NOUVELLES

Intimidation : vives réactions à la mort d'une adolescente en C.-B.

12/10/2012 08:59 EDT | Actualisé 12/12/2012 05:12 EST

La mort de l'adolescente de Port Coquitlam, Amanda Todd, qui se serait suicidée mercredi après avoir été victime d'intimidation soulève de vives réactions du gouvernement ainsi que d'usagers des réseaux sociaux.

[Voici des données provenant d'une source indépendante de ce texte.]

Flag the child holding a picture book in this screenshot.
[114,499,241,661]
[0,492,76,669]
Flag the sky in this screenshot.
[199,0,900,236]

Tous veulent combattre la violence physique, verbale ou écrite qui harcèle des enfants parfois fragiles.

Réaction politique

La première ministre de la Colombie-Britannique, Christy Clark, a déclaré au réseau Newsnet de CBC qu'il fallait donner aux enseignants la formation et les moyens pour lutter contre les menaces à l'école.

« Les auteurs d'intimidation doivent être punis et savoir qu'il y a des conséquences à leurs gestes », a-t-elle souligné.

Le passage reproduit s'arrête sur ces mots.